Sniffing out source of odour
QUESTION: I am writing to you with a question regarding an occasional strange odour in my house. It smells like sour stagnant water or rotting wet wood. It doesn’t smell like mould or sewer gas and it’s not coming from any drains or the sump pit. I have had some improvements done in the last few years and hoped they might also eliminate the problem, but nothing has helped.
I have had my furnace ducts thoroughly cleaned. I have had a new high-efficiency furnace installed and the cold air intake was left in place. The roof has been checked for leaks and has been re-shingled. The roof stack has also been checked to see if anything is blocking it. The neighbours do not have anything nearby that would smell.
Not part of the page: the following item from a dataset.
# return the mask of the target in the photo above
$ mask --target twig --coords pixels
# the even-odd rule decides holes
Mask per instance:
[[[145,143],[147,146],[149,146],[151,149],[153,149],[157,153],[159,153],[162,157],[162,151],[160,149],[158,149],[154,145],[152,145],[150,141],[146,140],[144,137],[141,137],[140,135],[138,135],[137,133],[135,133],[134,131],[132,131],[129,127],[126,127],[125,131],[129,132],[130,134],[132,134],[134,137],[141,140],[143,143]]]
I would think if it were any of these things, the smell would be noticeable at all times, but the odour is only noticeable when it is foggy outside or if the humidity is high and it is not windy. I have also noticed it is most prevalent in the master-bedroom heat vent, which is the room farthest from the furnace, although it is faintly noticeable in all of the rooms.
My home is a 26-year-old split-level and the lot backs onto a retention pond. The odour started quite a few years ago, and the only thing I can think of is the cold-air intake is under my deck, which is cedar, and there is no air flow when it is foggy and I am getting a stagnant smell. As soon as the wind starts to blow, the odour disappears. I’m thinking I should have this vent extended so it’s above the deck surface. If so, who would do this type of work? I would greatly appreciate your opinion and advice regarding this problem.
ANSWER: In attempting to determine the cause of an issue in a home, especially something as subjective as a specific odour, I try to look at all the possibilities and then rule them out one at a time.
Your description of the type of the smell is the natural place to begin. While I’m quite familiar with the odours associated with rotting wood, I’m not sure what a “sour stagnant water” smell is. I’m glad you don’t feel it’s waste or sewer gas you’re smelling, but don’t be too quick to rule out mould.
While many moulds can give off what can be described as a “musty-basement” smell, wood rot is also a type of mould, so your description may indeed be fungus-related. This could be coming through the fresh-air intake under your deck if the deck is rotting or there are decomposing leaves or debris.
If the underside of the deck is accessible, locate the vent hood or screen where the fresh-air intake duct terminates. If not, you may have to remove a few deck boards. Once found, the vent hood should be cleaned with a damp cloth, brush, or other tool to remove any dust or debris blocking it. Given its location under your deck, I’d be very surprised if the screen on your vent is not partly or completely blocked. If so, the dirt and debris may be the source of the smell. This material may be slowly decomposing, but may only be noticeable on very wet days, or when there is little wind or air movement to dry it out.
Mice, stinging insects and other pests like to take refuge in areas like this, especially if they can come and go without being easily detected. If they gain access and create a nest or perish inside the ducting, rotting-type odours are likely.
If you find the fresh-air intake is not plugged or damaged and has reasonable airflow, relocating it may help prevent a return of the problem. Because your lot backs onto a retention pond, without much cover from vegetation or other buildings, your home is likely more susceptible to variations in wind and weather changes.
Your observations about the smells occurring on wet or calm days may be another clue to the source. If the odour is due to moisture damage in the deck or house framing, this may not happen on sunny and windy days, but more likely when it is rainy, calm or foggy. Another possible explanation is our olfactory system works much better when the environment is wet or damp, so the smell may always be present but only noticeable at these times.